INTRODUCTION: Improvement in the treatment of colorectal cancer is dependent on the accuracy of the diagnosis, type and extent of tumour. The information provided by histological technique is not always precise. Telomerase a ribonucleoprotein enzyme prevent cellular senescence and thus induces immortality. This enzyme is expressed in 90% of colorectal cancer and is therefore of much interest especially as a prognostic indicator for the aggressiveness of the cancer.
AIM: The aim of our study was to evaluate whether elevated levels of telomerase can confer a selective growth advantage to colorectal tumour.
METHOD: A number of clones were derived from human colorectal carcinoma cell line HT29 and telomerase activity of the clones was determined. Tumour dose (TD50) of the parent HT29 cell line was determined by subcutaneous injection of graded number of cells in nu/nu athymic mice. Mice were examined three times in a week by digital palpation; the time to detection and development of the tumour to 10mm size was recorded. Tumourogenicity assay of the high and low telomerase-expressing clones was perfomed by using twenty athymic mice.
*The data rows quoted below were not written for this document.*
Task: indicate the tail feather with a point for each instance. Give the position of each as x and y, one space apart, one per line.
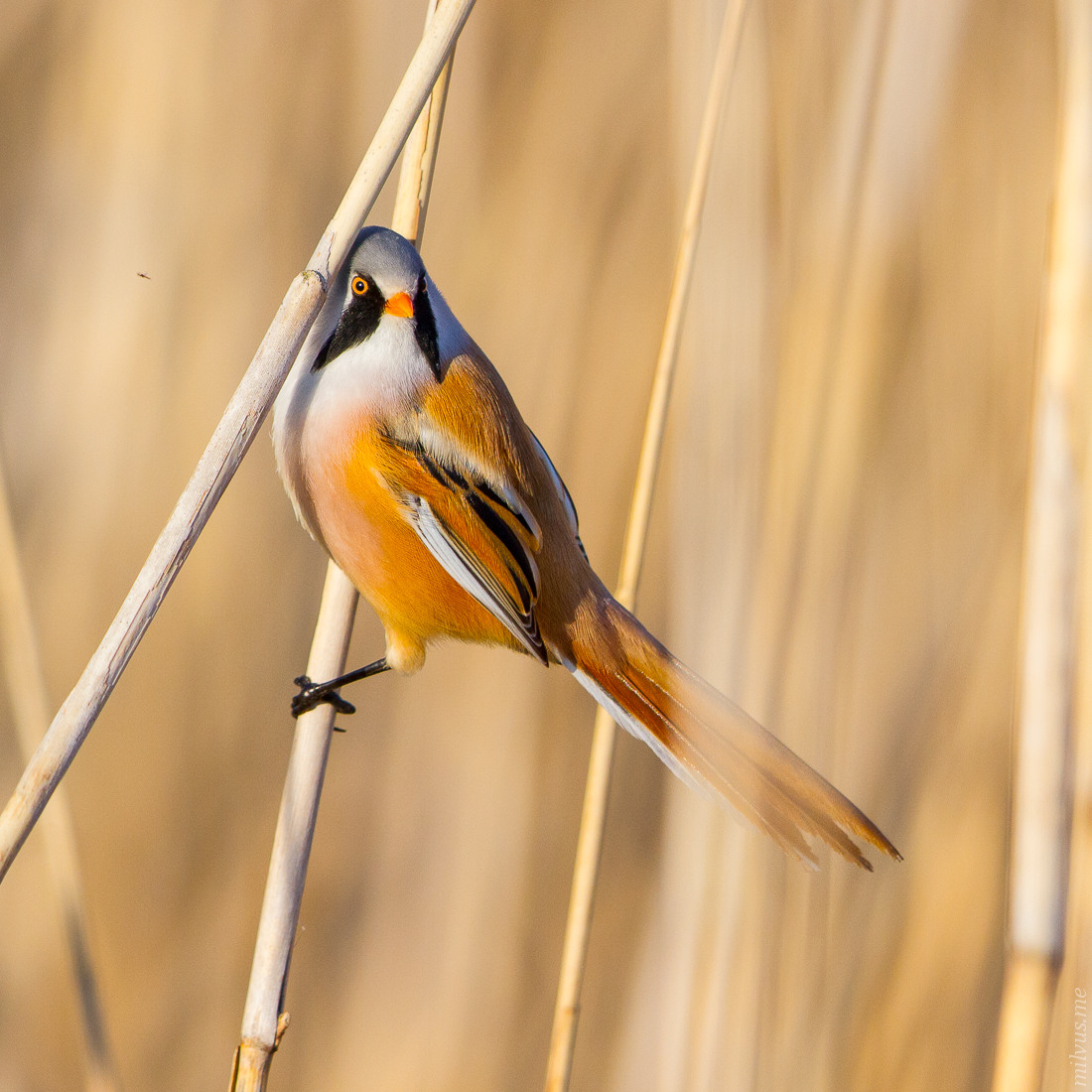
713 745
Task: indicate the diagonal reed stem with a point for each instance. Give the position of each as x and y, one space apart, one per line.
264 1019
593 817
22 667
229 443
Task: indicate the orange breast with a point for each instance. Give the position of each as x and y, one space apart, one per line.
371 538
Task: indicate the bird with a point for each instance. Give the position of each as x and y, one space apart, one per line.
406 459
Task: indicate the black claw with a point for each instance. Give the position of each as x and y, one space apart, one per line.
312 695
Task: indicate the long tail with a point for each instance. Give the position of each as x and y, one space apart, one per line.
711 743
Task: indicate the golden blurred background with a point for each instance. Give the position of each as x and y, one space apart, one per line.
837 537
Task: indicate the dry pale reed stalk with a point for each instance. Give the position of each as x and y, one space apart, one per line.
1041 790
26 685
264 1019
229 443
593 816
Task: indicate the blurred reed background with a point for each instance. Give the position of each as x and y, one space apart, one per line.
837 537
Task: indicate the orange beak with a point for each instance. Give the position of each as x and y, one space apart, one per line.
400 305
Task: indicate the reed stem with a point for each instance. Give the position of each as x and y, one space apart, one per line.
264 1019
597 793
229 443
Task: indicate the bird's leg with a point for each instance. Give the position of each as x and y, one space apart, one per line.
315 694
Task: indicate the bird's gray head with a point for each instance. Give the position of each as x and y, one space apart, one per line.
383 275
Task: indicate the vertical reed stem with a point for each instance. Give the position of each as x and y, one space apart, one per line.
1041 806
597 793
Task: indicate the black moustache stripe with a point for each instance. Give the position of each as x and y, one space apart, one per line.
358 323
425 324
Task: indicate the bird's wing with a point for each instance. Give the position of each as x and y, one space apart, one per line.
457 476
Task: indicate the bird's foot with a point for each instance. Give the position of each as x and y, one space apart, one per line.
315 694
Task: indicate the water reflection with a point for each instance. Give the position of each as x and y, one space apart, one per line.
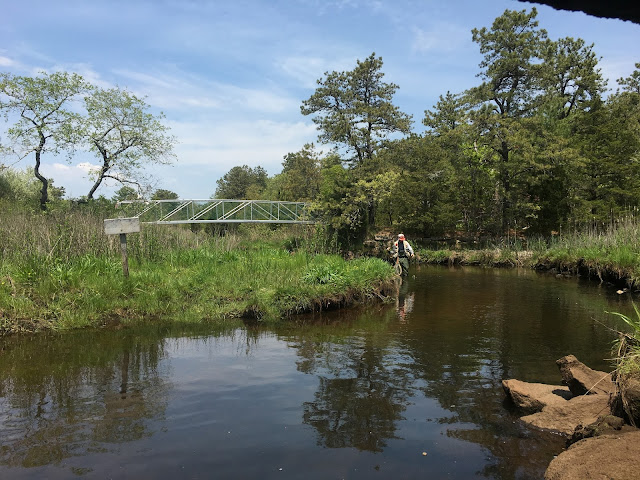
59 399
350 394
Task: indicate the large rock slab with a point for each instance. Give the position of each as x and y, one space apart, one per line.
612 457
583 380
565 417
533 397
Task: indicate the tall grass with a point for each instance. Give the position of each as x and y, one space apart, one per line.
628 344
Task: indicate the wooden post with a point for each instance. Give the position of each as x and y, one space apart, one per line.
123 249
122 226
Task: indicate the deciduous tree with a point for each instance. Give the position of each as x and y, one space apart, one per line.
121 132
44 115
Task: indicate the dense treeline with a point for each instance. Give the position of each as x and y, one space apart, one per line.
540 145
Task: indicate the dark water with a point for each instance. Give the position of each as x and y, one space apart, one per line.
354 394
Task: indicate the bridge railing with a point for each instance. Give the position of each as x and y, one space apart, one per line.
165 212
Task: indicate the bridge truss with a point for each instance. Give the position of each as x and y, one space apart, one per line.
168 212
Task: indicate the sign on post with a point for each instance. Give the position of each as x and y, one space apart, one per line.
122 226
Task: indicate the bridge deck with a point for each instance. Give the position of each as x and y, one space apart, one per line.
178 211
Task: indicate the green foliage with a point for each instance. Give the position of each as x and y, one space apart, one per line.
354 109
243 183
627 347
119 130
300 177
44 116
125 193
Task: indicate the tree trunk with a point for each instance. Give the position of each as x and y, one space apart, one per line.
44 193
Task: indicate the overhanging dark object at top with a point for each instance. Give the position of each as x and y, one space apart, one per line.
621 9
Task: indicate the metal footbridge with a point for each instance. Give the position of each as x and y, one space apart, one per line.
168 212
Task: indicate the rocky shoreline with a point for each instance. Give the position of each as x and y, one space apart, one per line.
596 411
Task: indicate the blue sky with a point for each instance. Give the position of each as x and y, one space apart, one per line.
230 75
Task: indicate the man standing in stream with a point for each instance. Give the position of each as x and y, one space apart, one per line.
402 252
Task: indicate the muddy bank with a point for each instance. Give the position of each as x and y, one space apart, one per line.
589 409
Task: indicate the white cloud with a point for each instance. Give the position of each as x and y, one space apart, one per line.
307 69
442 38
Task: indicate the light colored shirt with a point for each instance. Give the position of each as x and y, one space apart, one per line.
407 248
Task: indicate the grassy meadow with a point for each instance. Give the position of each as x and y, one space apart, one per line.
60 271
608 254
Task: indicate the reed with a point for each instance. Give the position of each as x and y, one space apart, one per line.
59 271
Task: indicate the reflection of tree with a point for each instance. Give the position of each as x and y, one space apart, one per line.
74 394
362 391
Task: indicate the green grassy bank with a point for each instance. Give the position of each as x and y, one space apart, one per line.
60 271
611 254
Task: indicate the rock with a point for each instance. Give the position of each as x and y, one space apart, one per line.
582 380
606 424
614 457
533 397
565 417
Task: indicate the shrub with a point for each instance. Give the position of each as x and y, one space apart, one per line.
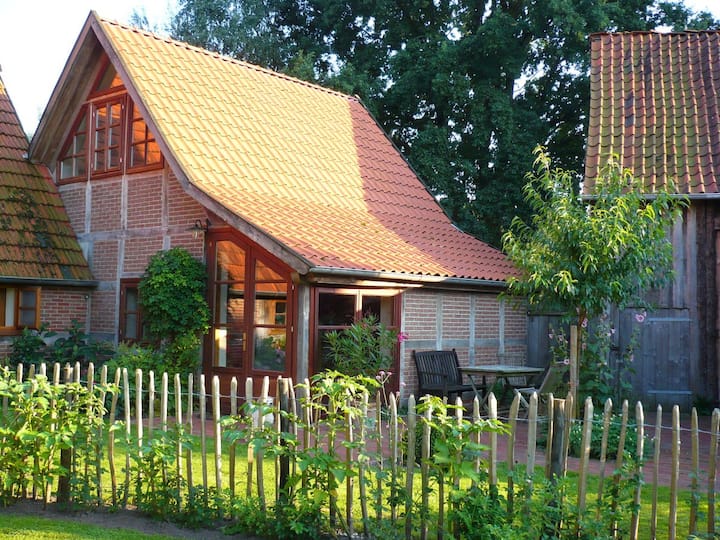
630 447
172 295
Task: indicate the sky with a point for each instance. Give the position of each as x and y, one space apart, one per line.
37 36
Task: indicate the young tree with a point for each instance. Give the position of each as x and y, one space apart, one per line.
466 89
580 256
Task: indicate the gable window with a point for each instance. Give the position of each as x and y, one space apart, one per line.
109 134
19 308
144 150
338 309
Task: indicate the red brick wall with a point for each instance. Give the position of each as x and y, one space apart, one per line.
105 214
157 215
59 306
470 323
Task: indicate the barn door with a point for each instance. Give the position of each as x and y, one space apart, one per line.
662 358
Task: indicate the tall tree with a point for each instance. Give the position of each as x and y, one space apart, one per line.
466 88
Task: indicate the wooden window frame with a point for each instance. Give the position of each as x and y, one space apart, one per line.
106 149
126 284
358 293
148 139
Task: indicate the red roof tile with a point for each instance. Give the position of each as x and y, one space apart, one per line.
36 239
655 103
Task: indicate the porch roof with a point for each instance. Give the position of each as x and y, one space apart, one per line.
37 243
302 169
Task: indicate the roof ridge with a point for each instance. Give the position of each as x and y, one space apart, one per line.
226 58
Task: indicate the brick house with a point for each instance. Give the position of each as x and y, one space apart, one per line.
655 103
305 213
43 274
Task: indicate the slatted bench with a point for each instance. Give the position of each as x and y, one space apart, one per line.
439 374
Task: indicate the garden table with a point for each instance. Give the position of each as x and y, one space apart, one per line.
501 373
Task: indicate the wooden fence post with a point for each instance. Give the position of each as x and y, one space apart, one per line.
284 410
574 368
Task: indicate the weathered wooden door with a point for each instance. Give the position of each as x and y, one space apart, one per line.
663 370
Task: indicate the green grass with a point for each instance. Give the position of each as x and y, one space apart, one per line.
42 528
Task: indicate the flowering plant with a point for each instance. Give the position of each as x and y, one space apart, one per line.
364 348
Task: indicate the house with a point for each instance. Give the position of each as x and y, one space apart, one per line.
305 213
43 274
655 103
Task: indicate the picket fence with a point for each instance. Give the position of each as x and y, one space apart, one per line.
199 412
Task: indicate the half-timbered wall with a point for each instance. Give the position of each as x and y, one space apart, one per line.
482 328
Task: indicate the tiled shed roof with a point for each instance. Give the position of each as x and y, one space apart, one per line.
37 242
304 165
655 102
Tumours once developed to end point was dissected out asseptically, tumour cells were re-isolated and telomerase activity was measured.
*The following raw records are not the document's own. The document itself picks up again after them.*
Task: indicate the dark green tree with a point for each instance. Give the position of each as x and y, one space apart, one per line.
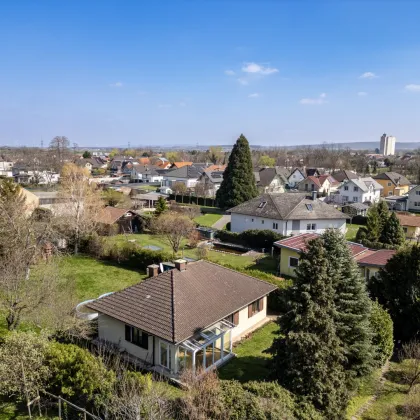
308 356
397 288
373 224
161 206
352 306
238 183
392 232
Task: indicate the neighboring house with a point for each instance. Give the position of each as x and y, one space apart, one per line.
113 221
211 180
299 174
370 261
345 175
411 225
268 180
188 175
361 190
393 183
184 318
145 173
413 202
324 184
287 214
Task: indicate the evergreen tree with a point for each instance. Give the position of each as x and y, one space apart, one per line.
352 305
238 183
373 224
161 206
308 356
397 288
393 233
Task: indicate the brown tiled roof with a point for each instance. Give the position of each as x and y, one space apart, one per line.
406 220
378 258
177 304
109 215
299 243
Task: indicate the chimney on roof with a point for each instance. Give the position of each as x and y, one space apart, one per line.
152 270
180 265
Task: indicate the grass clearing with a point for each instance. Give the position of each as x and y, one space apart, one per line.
251 363
352 231
208 219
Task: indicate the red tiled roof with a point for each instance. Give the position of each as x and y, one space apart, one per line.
299 242
378 258
407 220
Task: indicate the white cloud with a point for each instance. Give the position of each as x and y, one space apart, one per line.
412 88
314 101
255 68
368 75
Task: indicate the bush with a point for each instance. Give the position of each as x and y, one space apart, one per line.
253 238
383 336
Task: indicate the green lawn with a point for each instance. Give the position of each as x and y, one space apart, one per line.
251 362
94 277
208 219
351 232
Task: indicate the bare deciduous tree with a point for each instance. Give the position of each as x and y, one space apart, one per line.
173 228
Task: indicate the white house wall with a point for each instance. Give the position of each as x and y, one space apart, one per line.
241 222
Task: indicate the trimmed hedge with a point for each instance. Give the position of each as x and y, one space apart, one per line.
252 238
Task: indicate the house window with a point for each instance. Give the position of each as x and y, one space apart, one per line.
255 307
233 318
293 262
137 337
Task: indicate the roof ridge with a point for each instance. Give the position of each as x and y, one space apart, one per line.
239 272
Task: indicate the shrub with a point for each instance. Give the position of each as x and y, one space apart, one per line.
383 337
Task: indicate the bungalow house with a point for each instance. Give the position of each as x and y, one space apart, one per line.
392 183
411 225
268 180
183 318
413 202
369 261
299 174
345 175
324 184
287 214
114 220
360 190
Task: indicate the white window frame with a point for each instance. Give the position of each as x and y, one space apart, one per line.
293 266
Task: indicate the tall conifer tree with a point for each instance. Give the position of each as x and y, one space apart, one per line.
308 357
238 183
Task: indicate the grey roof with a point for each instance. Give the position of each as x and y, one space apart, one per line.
343 175
288 206
175 305
396 178
190 171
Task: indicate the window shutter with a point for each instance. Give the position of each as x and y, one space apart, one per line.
236 318
128 333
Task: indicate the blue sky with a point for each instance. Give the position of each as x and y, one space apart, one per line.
188 72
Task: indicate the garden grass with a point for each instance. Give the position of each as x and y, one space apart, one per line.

RESULTS: Our results show wide variation in telomerase expression in different clones, some shows negligible telomerase activity while in others there was two to three folds increase as compared to the parent HT29 sample. High telomerase expressing clone invaribly resulted in the development of an early and rapid growimg tumour ( Kaplan-Meier survival analysis). Re-isolation of the cells from tumour and subsequent telomerase measurement further confirmed that high levels of telomerase have been selected in vivo.
CONCLUSION: High telomerase activity seems to give relative growth advantage in colorectal cancer, suggesting more aggressive tumour select cell clones rich in telomerase. Hence, measurement of telomerase activity can help in predicting the future behavior of colorectal tumour. This observation may have implication in the treatment and follow up of colorectal cancer patients.